They say that you are only as old as you feel. That’s frightening to me. It doesn’t give me much hope, because I feel decidedly well-aged, especially considering my mere 32 years.
Maybe it was better said that you only get as old as the callous on your soul. Is that why I feel so old?
Am I hard? Yeah, and not in good ways. I’m no diamond, though the hardness has indeed been brought on by pressure. Excuses? Nah, just facts. Even my kid tells me that I’m stone-hearted. He thinks that he’s funny, and frankly so do I, but he isn’t just spewing nonsense. He’s right.
I’m hard, and I’m cold, and I’m bitter.
And I don’t need you telling me that I’m wrong. I already know it.
Maybe you think I’m being dramatic, that this is just too much, that I’m not so bad. Thanks, but you’re wrong.
I walk that fine line between faking it and not caring if you see through me anymore. But I usually fake it. Everyone likes looking well put together. Everyone wants to look stable and balanced. But everyone’s not.
Maybe you’re not.
Part of it, like the song says, is that the years are unkind, and as we go, we realize that we won’t live forever. Death is a nasty reality, and it’s also a hungry monster that will take you someday. Hopefully, you have lots of time left, but the older you get, the less time you have. And you can’t see the countdown until it’s too late.

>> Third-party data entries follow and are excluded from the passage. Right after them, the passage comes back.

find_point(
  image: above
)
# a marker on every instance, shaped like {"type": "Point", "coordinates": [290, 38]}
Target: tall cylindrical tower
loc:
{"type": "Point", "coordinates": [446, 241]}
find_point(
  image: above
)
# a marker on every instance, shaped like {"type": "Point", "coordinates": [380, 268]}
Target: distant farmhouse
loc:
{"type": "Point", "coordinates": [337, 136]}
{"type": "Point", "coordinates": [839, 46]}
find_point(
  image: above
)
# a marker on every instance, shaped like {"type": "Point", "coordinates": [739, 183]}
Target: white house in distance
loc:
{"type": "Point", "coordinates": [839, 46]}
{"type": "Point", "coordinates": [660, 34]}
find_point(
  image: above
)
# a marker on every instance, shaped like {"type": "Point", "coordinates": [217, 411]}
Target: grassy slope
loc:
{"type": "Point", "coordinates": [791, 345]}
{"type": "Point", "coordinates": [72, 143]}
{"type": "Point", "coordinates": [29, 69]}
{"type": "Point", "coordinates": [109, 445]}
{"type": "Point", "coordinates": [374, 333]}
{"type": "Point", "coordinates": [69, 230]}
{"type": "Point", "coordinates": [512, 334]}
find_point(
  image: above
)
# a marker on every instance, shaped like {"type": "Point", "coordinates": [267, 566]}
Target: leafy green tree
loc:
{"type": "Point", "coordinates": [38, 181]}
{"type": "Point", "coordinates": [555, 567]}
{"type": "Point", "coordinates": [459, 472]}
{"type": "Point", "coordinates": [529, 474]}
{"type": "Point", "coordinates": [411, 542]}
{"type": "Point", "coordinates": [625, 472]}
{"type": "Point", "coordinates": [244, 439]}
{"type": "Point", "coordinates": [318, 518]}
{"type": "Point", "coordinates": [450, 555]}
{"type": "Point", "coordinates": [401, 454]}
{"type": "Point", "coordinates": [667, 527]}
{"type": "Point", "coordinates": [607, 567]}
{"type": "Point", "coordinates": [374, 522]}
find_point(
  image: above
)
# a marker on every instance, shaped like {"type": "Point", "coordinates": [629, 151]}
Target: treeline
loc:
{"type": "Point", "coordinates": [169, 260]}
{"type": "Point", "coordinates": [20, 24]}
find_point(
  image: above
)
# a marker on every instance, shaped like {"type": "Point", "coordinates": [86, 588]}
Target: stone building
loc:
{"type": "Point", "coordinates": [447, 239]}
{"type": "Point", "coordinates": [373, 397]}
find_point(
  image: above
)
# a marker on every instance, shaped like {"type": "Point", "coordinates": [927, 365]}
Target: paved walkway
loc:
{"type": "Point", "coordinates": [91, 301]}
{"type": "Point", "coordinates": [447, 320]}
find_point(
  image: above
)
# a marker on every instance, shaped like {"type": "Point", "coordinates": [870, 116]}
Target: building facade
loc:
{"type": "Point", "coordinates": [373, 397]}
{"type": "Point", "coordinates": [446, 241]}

I’m want to feel like I’m closer to the start than to the end.
I want to be carefree. I want to ignore my responsibilities, live in the moment, and just be free of the burdens that weigh me down. It’s not that I don’t enjoy these weights. I just don’t want to be beholden to them. I just want to sit down with my chicken and have a cigarette, or something…
That’s selfishness, by the way.
However, in the midst of everything, I do find a spot of joy in my labors. My family is work to be sure, but it’s good work, and I love it.
And really, I’ve got a lot of living left to do, and I think that’s part of the problem.
Don’t misread that. I’m not saying that I just wish I would die already. That’s not the point at all. It’s more of a pessimistic outlook at my potential. Mom always said that I could grow up and be whatever I wanted to be. Lawyer, psychiatrist, or mediocre blogger; nothing was beyond my reach. And she was right. I’ve got a lot of potential. We all do.
But having potential is a waste if it remains merely potential. You’ve got to turn that potential into progress, and until you do, even your potential is burdensome.
It’s why artists are so depressed. They’ve got a lot to offer to the world, but nobody seems to care until after they die, so they struggle through their craft, doing what they can between shifts at the convenience store and dream of what could be. Your potential is useless unless you use it up.Each day comes to me with both hands full of possibilities. —Helen Keller Click To Tweet
It’s a great quote, and it’s true every single day except for one, and on that day, death comes with his hands full of a sickle and a burlap sack, and you might never see him coming. Helen Keller sure didn’t. (Sorry… bad joke…)
We can’t wait for tomorrow to see what might come. Tomorrow is full of potential to be sure, but tomorrow might not be full of you.
If reading this post is the last thing you ever do, are you satisfied? Forget what you’d do if you only had one week to live. Pretend your week started 7 days ago, entirely unbeknownst to you. This is it. Lights out.
Is this enough for you?
That was a single post in a series, celebrating individual songs from one of my favorite bands, The Classic Crime, and their album “Phoenix” (available here). It is my hope that whether you like the band or not, there will be something in the posts that will resonate with you.
I don’t intend to go through all 13 tracks, but I’ll be doing several of them. Among other things, these posts express my anticipation for their next album, scheduled for release in early 2017. I’m probably more excited than a grown man should be for something like this, but I’m okay with that.